All students are required to be on time and present each day school is open during the school year.

Students may not be absent from school without permission of the principal/designee.

    ○The school principal or designee is the only person authorized to excuse a student’s absence.

    ○A note from a parent/guardian is a request that a student’s absence be excused.

    ○A pattern of non-attendance is, missing 10% to 19% or more of school, whether the absences   are excused or not.At such time the principal shall refer the student to the Attendance Review Committee to determine if early patterns of truancy are developing and identify root causes.An intervention plan will be put in place to identify potential remedies and improve the student’s attendance.

    ○For enforcement of school attendance purposes, unless acceptable documentation is submitted, an accumulation of daily unexcused absences that equal five (5) days in a calendar month or ten (10) days within a ninety (90) calendar day period, may be exhibiting a pattern of non-attendance as determined by the Attendance Review Committee.

    ○If the student exceeds the ten (10) parent/guardian notes in a school year, principals may request additional documentation for subsequent absences.(School Board Policy 4.16).

Chronic tardiness is defined as six (6) or more tardies to school or to an individual class per quarter.


All students are expected to be on time and present each day school is open during the school year.

1.  Tardiness

a.   Students are expected to arrive on campus with enough time to be seated in their first block class by 9:40 am.  Students not in class by 9:40 bell are Tardy.

b.  In the event a student is tardy due to a doctor’s appointment, the student must bring in a note from the doctor’s office for the tardiness to be excused.

c.  Other than a doctor’s appointment, which is excused, all other tardies will be considered unexcused and subject to the Code of Conduct.

d.  Excessive tardy cases (6+ tardies in one quarter) will be turned over to the social worker for a home visit.

2.  Absences

a.  We understand that illnesses prevent a student from coming to school, however, five consecutive days of absence due to illness will require a doctor’s note upon return to school.

b.  Absences can have a profound impact on your child’s grades and success in school. Please consider carefully dates for family vacations as those will be considered Unexcused Absences.

c.  Excessive absence* cases will be turned over to the school social worker.

d.  Students are responsible for their missing work and completing all missing work within the number of days absent plus one. For example, if a student is absent two days due to illness, they will have three days to complete the work.  Students can also follow along with class assignments on Google Classroom.

e.   Students must be present in school for a minimum of 3.5 hours to be eligible to participate in extracurricular activities. This includes but is not limited to:  intramural sports, dances, clubs, field trips, etc.

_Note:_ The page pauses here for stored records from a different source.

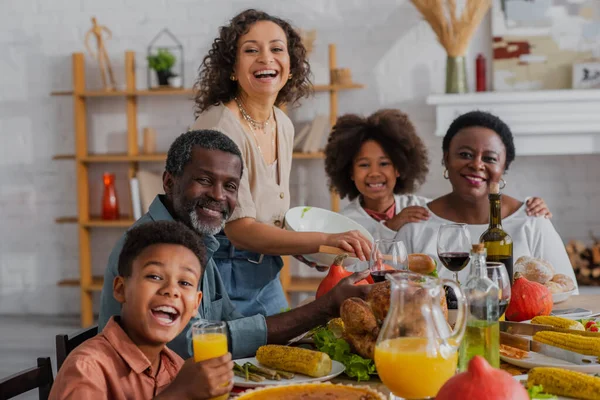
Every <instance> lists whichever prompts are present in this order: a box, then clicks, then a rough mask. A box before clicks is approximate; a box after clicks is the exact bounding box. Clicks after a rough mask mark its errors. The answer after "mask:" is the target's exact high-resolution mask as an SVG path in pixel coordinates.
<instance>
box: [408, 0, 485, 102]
mask: <svg viewBox="0 0 600 400" xmlns="http://www.w3.org/2000/svg"><path fill="white" fill-rule="evenodd" d="M411 2H412V3H413V4H414V6H415V7H416V8H417V10H419V12H420V13H421V15H422V16H423V18H424V19H425V21H427V23H428V24H429V25H430V26H431V29H433V31H434V32H435V34H436V36H437V38H438V41H439V42H440V44H441V45H442V47H443V48H444V49H445V50H446V53H447V55H448V58H447V61H446V93H466V92H468V90H469V89H468V84H467V72H466V64H465V55H466V54H467V49H468V47H469V42H470V41H471V38H472V37H473V35H474V34H475V31H476V30H477V27H478V26H479V24H480V23H481V20H482V19H483V17H484V16H485V14H486V13H487V11H488V10H489V8H490V6H491V3H492V2H491V0H464V3H465V4H464V8H463V10H462V13H461V15H460V17H458V16H457V5H456V0H411Z"/></svg>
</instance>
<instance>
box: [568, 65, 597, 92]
mask: <svg viewBox="0 0 600 400" xmlns="http://www.w3.org/2000/svg"><path fill="white" fill-rule="evenodd" d="M573 89H600V60H598V61H588V62H582V63H576V64H573Z"/></svg>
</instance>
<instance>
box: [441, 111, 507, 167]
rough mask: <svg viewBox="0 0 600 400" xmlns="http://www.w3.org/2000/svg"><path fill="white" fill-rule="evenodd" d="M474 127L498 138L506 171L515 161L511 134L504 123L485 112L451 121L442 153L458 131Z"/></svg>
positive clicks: (445, 136) (462, 116) (442, 149)
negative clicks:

f. Students with 15 or more unexcused absences will NOT be able to participate in extracurricular activities, student field trips, or celebrations, including end of year celebrations.

g. All absent notes have two weeks to be turned in, after 2 weeks only doctor notes excuse absent days.

Why Attendance Matters

If children don’t show up for school regularly, they miss out on fundamental reading and math skills and the chance to build a habit of good attendance that will carry them into college and careers.

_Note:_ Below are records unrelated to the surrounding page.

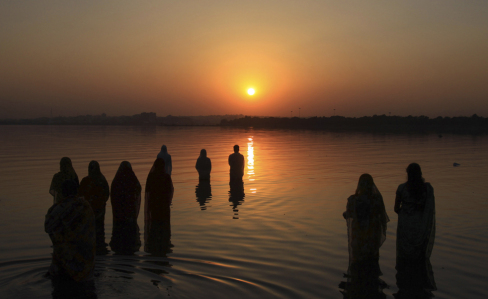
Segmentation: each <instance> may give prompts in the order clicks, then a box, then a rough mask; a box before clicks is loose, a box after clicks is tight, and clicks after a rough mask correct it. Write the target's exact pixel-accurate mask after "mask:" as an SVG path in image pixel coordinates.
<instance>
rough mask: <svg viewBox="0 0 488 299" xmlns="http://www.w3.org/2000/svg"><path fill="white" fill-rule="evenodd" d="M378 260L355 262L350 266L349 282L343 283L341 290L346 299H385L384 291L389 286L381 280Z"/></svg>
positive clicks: (380, 271)
mask: <svg viewBox="0 0 488 299" xmlns="http://www.w3.org/2000/svg"><path fill="white" fill-rule="evenodd" d="M381 275H382V273H381V270H380V266H379V264H378V260H367V261H360V262H353V263H352V264H350V265H349V268H348V271H347V274H346V275H344V277H347V281H341V283H340V284H339V288H341V289H343V290H341V291H340V292H341V293H342V294H343V296H344V298H348V299H349V298H350V299H360V298H364V299H384V298H386V294H385V293H383V289H385V288H388V285H387V284H386V283H385V282H384V281H383V280H382V279H380V278H379V276H381Z"/></svg>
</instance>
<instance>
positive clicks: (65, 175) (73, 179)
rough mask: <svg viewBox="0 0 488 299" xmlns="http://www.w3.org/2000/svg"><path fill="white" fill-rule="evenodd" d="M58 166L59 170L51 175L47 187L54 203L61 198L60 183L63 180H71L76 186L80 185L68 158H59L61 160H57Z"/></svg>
mask: <svg viewBox="0 0 488 299" xmlns="http://www.w3.org/2000/svg"><path fill="white" fill-rule="evenodd" d="M59 168H60V170H59V172H58V173H56V174H55V175H54V176H53V179H52V180H51V186H50V187H49V193H50V194H51V195H52V196H53V198H54V203H58V202H60V201H61V200H62V199H63V193H62V190H61V185H62V184H63V182H64V181H66V180H73V181H74V182H76V184H77V185H78V186H79V185H80V181H79V180H78V175H76V171H75V169H74V168H73V164H72V163H71V159H70V158H68V157H63V158H61V161H59Z"/></svg>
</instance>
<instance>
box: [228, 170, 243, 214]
mask: <svg viewBox="0 0 488 299" xmlns="http://www.w3.org/2000/svg"><path fill="white" fill-rule="evenodd" d="M229 185H230V190H229V202H231V203H232V210H233V211H234V217H233V218H234V219H239V214H238V213H239V210H238V209H237V206H239V205H241V204H242V202H243V201H244V196H245V194H244V182H243V181H242V179H241V180H240V181H232V180H231V181H230V183H229Z"/></svg>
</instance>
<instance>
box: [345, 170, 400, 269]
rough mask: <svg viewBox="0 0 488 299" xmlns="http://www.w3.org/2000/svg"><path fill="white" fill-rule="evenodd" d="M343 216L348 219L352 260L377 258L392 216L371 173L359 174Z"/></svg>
mask: <svg viewBox="0 0 488 299" xmlns="http://www.w3.org/2000/svg"><path fill="white" fill-rule="evenodd" d="M343 216H344V218H345V219H346V220H347V234H348V248H349V262H350V263H352V262H356V261H366V260H378V259H379V252H380V251H379V250H380V247H381V245H382V244H383V242H384V241H385V239H386V223H387V222H388V221H390V219H389V218H388V215H387V214H386V210H385V204H384V202H383V197H382V196H381V193H380V192H379V191H378V188H376V185H375V184H374V181H373V177H372V176H371V175H369V174H367V173H365V174H363V175H361V176H360V177H359V182H358V186H357V189H356V193H355V194H354V195H351V196H350V197H349V198H348V199H347V209H346V211H345V212H344V213H343Z"/></svg>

The good news is that when students attend school regularly, they can see outsized literacy gains.

What Can Parents do at Home?

Establishing consistent good habits at home can put children on the right track to good school attendance. Parents can:

Set a regular bedtime and morning routine.

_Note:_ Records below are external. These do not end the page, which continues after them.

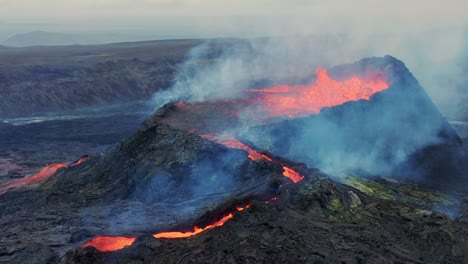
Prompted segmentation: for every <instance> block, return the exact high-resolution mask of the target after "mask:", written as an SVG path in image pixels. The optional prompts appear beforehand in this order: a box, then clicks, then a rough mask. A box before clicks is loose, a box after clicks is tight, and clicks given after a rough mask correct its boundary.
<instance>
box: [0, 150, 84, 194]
mask: <svg viewBox="0 0 468 264" xmlns="http://www.w3.org/2000/svg"><path fill="white" fill-rule="evenodd" d="M90 158H91V157H90V156H89V155H85V156H83V157H81V158H80V159H79V160H77V161H75V162H73V163H71V164H68V163H53V164H50V165H48V166H46V167H44V168H42V170H41V171H40V172H39V173H37V174H34V175H32V176H29V177H25V178H21V179H14V180H10V181H7V182H4V183H3V184H1V185H0V195H1V194H4V193H6V192H8V191H13V190H16V189H19V188H21V187H23V186H26V185H31V184H35V183H39V182H41V181H43V180H45V179H48V178H50V177H52V176H54V175H55V174H57V171H58V170H59V169H62V168H68V167H74V166H78V165H80V164H82V163H83V162H85V161H87V160H89V159H90Z"/></svg>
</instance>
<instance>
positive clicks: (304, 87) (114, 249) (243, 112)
mask: <svg viewBox="0 0 468 264" xmlns="http://www.w3.org/2000/svg"><path fill="white" fill-rule="evenodd" d="M316 73H317V78H316V81H315V82H314V83H312V84H310V85H295V86H289V85H280V86H275V87H270V88H265V89H250V90H245V91H243V92H244V93H245V95H246V97H247V98H244V99H236V100H227V101H219V102H203V103H193V104H191V103H185V102H179V103H177V104H176V106H177V110H176V111H174V112H173V113H172V114H171V115H169V116H168V117H166V118H164V119H163V122H164V123H167V124H169V125H171V126H173V127H175V128H179V129H182V130H185V131H188V132H189V133H197V134H198V135H199V136H200V137H202V138H205V139H208V140H211V141H213V142H215V143H218V144H222V145H224V146H226V147H228V148H233V149H240V150H244V151H246V152H247V153H248V157H249V158H250V159H251V160H254V161H256V160H261V159H265V160H267V161H268V162H274V163H278V164H280V165H281V166H282V168H283V176H285V177H287V178H288V179H290V180H291V181H292V182H293V183H298V182H300V181H301V180H303V179H304V176H302V175H300V174H299V173H298V172H297V171H295V170H293V169H292V168H289V167H287V166H284V165H283V164H282V163H281V162H279V161H276V160H273V159H272V158H271V157H269V156H267V155H265V154H262V153H260V152H258V151H255V150H254V149H252V148H250V147H249V146H247V145H245V144H244V143H242V142H241V141H239V140H238V139H236V138H234V137H232V136H228V135H225V134H224V131H225V129H227V128H235V127H236V126H237V125H238V124H239V121H240V119H239V118H240V117H242V116H244V117H246V116H247V117H251V118H249V125H258V124H264V123H265V122H268V120H269V119H272V118H277V117H282V118H296V117H305V116H309V115H314V114H319V113H320V111H321V109H322V108H324V107H333V106H338V105H341V104H344V103H346V102H350V101H358V100H370V98H371V96H372V95H374V94H376V93H378V92H381V91H383V90H385V89H387V88H388V87H389V85H388V83H387V81H386V78H385V77H384V76H383V75H381V74H374V75H373V76H371V77H367V78H360V77H356V76H355V77H351V78H349V79H347V80H344V81H337V80H333V79H331V78H330V77H329V76H328V73H327V70H325V69H322V68H318V69H317V71H316ZM241 113H242V114H243V115H241ZM200 121H205V122H200ZM207 124H209V125H208V126H207ZM212 133H214V134H212ZM271 200H276V198H275V197H273V198H272V199H271ZM269 202H270V200H268V201H265V203H269ZM248 207H250V205H247V206H245V207H237V208H235V210H233V211H231V212H228V213H226V214H225V215H224V216H223V217H222V218H220V219H219V220H217V221H214V222H213V223H211V224H210V225H208V226H205V227H203V228H200V227H198V226H194V227H193V230H191V231H188V232H180V231H170V232H161V233H158V234H154V235H153V236H154V237H155V238H166V239H174V238H188V237H191V236H195V235H197V234H200V233H202V232H204V231H206V230H210V229H213V228H216V227H220V226H222V225H224V223H226V222H227V221H228V220H230V219H232V218H233V217H234V214H233V212H234V211H236V212H239V211H242V210H244V209H246V208H248ZM126 239H127V240H125V241H126V243H121V241H122V237H103V236H101V237H96V238H94V239H93V240H91V241H89V242H88V243H86V244H84V245H83V247H86V246H92V247H95V248H97V249H98V250H101V251H112V250H109V249H113V250H118V249H121V248H123V247H125V246H129V245H131V244H133V241H134V239H135V238H126ZM131 239H133V240H131ZM127 242H128V243H127ZM130 242H131V243H130ZM124 244H125V245H124ZM114 245H118V246H114ZM121 246H122V247H121Z"/></svg>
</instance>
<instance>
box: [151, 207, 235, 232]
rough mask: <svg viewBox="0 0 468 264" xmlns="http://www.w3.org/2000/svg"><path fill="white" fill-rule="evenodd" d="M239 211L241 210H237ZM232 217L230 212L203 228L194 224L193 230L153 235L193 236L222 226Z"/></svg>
mask: <svg viewBox="0 0 468 264" xmlns="http://www.w3.org/2000/svg"><path fill="white" fill-rule="evenodd" d="M239 211H241V210H239ZM232 218H234V215H233V214H232V213H229V214H228V215H226V216H224V217H223V218H221V219H220V220H218V221H216V222H214V223H212V224H210V225H207V226H205V227H203V228H200V227H198V226H194V227H193V231H188V232H161V233H158V234H154V235H153V236H154V237H155V238H168V239H172V238H187V237H191V236H195V235H198V234H200V233H202V232H204V231H206V230H210V229H213V228H215V227H219V226H222V225H224V223H226V221H227V220H229V219H232Z"/></svg>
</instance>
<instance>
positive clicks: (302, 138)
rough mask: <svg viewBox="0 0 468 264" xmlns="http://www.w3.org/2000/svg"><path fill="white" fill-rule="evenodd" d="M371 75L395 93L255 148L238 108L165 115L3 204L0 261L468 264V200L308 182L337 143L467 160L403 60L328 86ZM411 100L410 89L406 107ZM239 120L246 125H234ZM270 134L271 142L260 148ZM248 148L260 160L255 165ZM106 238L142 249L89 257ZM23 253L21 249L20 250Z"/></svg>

Lay out clothes and pack backpack the night before.

Know the first day of school and make sure their child has the required immunizations and materials

Introduce their child to his or her teachers and classmates before school starts to help with the transition.

Avoid letting their child stay home unless he or she is truly sick. Advise parents that sometimes complaints of a stomachache or headache can be a sign of anxiety and not a reason to stay home.

Talk to teachers, school counselors or other parents for advice on how to alleviate a child’s anxiety about going to school or other issues.

Develop back-up plans for getting to school if something comes up. Call on a family member, a neighbor or another parent.

  Avoid scheduling medical appointments and extended trips when school is in session.